She was an absolute angle the first time we rode also, very nosy at her surroundings, but listened and got straight back into work. Hacked out with 2 other mares, absolutely perfect - Put her at the back, she raced off to the front, left her in the front, she didn't want to move - So we have found her place in the middle lol! 

Hacked her down the lane for a quick "Around the block" ride on her own, was not happy and wanted to turn back....Work needed on that front! I am not one to give in  and turn back though! 

Does anyone have any advice on moving her forward? She doesn't spin and bolt back, she just backs up into everything. Acts as if she wants to rear, but doesn't, just backs up! 

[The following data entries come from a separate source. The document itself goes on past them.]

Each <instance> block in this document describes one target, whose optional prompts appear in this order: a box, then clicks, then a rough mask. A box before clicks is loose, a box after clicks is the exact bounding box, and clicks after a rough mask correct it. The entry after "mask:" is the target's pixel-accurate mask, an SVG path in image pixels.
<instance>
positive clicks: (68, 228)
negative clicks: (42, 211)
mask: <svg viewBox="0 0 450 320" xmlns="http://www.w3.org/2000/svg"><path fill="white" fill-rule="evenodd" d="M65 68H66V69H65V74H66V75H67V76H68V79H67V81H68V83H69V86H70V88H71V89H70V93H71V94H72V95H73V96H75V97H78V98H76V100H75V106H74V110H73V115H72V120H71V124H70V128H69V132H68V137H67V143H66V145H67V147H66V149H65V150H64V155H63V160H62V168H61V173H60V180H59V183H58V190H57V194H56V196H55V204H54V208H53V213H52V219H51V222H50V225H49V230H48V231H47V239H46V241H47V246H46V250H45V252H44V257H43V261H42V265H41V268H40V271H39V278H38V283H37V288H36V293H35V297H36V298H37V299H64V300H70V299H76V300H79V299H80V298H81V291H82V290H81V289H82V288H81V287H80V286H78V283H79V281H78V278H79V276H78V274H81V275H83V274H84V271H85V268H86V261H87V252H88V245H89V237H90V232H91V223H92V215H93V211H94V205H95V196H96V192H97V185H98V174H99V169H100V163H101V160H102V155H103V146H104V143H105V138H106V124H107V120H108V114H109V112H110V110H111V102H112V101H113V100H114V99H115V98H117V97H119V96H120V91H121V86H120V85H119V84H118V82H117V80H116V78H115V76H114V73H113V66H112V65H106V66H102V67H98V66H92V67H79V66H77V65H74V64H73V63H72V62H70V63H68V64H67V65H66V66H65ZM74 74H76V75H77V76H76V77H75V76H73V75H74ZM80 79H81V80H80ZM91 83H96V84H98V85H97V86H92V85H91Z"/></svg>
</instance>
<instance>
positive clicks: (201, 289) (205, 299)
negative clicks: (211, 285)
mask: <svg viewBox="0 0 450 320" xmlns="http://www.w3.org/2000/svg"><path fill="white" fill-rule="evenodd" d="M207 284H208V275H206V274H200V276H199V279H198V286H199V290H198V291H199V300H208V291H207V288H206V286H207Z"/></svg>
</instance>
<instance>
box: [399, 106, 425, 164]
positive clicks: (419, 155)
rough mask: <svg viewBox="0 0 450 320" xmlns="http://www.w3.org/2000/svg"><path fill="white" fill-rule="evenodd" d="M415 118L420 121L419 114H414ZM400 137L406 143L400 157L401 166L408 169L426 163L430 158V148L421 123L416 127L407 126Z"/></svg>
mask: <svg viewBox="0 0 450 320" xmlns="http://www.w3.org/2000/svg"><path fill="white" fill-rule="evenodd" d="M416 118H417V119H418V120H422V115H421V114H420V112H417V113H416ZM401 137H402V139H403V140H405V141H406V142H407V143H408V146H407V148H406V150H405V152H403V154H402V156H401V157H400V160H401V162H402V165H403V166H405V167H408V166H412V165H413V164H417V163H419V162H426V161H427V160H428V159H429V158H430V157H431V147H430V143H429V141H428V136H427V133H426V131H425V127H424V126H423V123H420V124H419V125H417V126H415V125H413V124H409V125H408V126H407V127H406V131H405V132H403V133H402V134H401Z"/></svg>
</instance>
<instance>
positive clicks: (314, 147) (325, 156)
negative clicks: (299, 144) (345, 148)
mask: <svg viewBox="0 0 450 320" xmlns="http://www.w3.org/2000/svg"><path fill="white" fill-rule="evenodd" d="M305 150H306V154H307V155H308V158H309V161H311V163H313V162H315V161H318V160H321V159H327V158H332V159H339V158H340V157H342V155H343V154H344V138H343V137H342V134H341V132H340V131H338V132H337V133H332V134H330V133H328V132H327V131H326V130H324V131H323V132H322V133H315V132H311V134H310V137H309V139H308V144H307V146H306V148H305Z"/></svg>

I am not in any major rush, and don't hack out alone that often, but id just like to nip it in the bud as soon as possible before it becomes a "bad habit"


----------



## splashgirl45 (16 October 2015)

she is still very new to you and the area so prob needs to be a bit more confident before she is happy on her own, take it slowly...  may be worth making her go in front when you are out with another horse to gradually get her used to the feeling of being on her own.  the other thing you could do is take her out in hand (as long as she is safe) as the human can give confidence even if there are no other horses.  she looks a nice sort ...good luck


----------



## K4STR (16 October 2015)

Thank you for the advice! Patience and persistence is certainly key


----------